Google’s newest artificial intelligence (AI) ethicist sees the controversial technology as a tool for hope.
- Alphabet recently hired James Manyika, a Zimbabwean computer scientist with experience in Silicon Valley and serving on President Barack Obama’s Global Development Council, in January as an executive.
- He is helping oversee ethical issues in regard to AI models.
- The company announced yesterday it would commit $25 million toward the UN’s Sustainable Development Goals and making AI more available and opening a website that allows for applications for research grants and funding.
- “The Google SVP unveiled a new project Thursday to bring artificial intelligence to sustainable development efforts, as Google pushes forward with ambitious AI plans and tries to move past previous controversies,” says Fortune.
- Google is reportedly seeking to repair its image following a backlash against firing computer scientist Timnit Gebru in 2020.
- Gebru was fired for submitting a research paper that suggested the dangers of large language models, that they might be biased towards marginalized groups.
Why it’s important
Google parent Alphabet strives for diversity and equity but it faces numerous accusations within and without claiming that it does not provide adequate assistance to “marginalized voices.”
“[Gebru] accused the company of ‘silencing marginalized voices’ and dismissed Google’s internal diversity programs as a waste of time,” says Wired.
“Thousands of Google employees signed an open letter protesting Gebru’s firing, and [Alphabet’s CEO] apologized, saying that the way the company had handled the matter led some in our community to question their place at Google,” says Fortune.
Manyika says that he is happy with the serious approach the company has internally taken to reassert its commitments and use AI responsibly and ethically, Fortune reports.
He describes himself as a “techno-optimist” and believes that the same language models that Gebru accused of bias can be applied in ways to help create warning systems for floods or pests in countries like Ghana, Bangladesh, and India.

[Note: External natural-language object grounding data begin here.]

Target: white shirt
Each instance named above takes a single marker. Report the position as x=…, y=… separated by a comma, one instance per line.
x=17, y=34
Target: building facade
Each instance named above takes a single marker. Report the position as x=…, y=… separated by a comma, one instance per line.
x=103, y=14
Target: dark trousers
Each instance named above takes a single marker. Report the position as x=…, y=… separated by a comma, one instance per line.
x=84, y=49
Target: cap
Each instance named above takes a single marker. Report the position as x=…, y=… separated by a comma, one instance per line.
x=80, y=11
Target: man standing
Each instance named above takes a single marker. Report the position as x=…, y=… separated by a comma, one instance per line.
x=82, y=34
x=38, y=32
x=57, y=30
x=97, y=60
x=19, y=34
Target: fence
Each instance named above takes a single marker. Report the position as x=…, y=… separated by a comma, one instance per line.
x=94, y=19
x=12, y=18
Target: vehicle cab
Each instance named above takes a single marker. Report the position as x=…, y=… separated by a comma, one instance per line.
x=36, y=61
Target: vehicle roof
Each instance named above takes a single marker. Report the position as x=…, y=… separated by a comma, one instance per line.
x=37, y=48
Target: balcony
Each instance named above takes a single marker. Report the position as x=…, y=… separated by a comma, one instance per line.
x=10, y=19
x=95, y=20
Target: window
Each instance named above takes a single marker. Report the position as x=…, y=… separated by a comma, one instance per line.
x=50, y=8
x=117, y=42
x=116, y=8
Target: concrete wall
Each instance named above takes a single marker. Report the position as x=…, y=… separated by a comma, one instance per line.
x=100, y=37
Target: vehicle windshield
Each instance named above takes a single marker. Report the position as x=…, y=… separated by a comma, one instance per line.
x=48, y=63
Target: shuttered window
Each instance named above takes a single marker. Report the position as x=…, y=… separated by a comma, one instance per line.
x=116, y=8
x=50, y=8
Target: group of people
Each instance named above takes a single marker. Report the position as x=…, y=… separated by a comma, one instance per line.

“Eschewing work on the models altogether would mean depriving people, including those most in need, of vital benefits. For instance, he said such models had enabled automatic translation of ‘low-resource’ languages—those for which relatively little written material exists in digital form—for the first time… These include languages such as Luganda, spoken in East Africa, and Quechua, spoken in South America… Translation allows native speakers to connect with the rest of the world via the internet and communicate globally in ways they never could before,” says Fortune.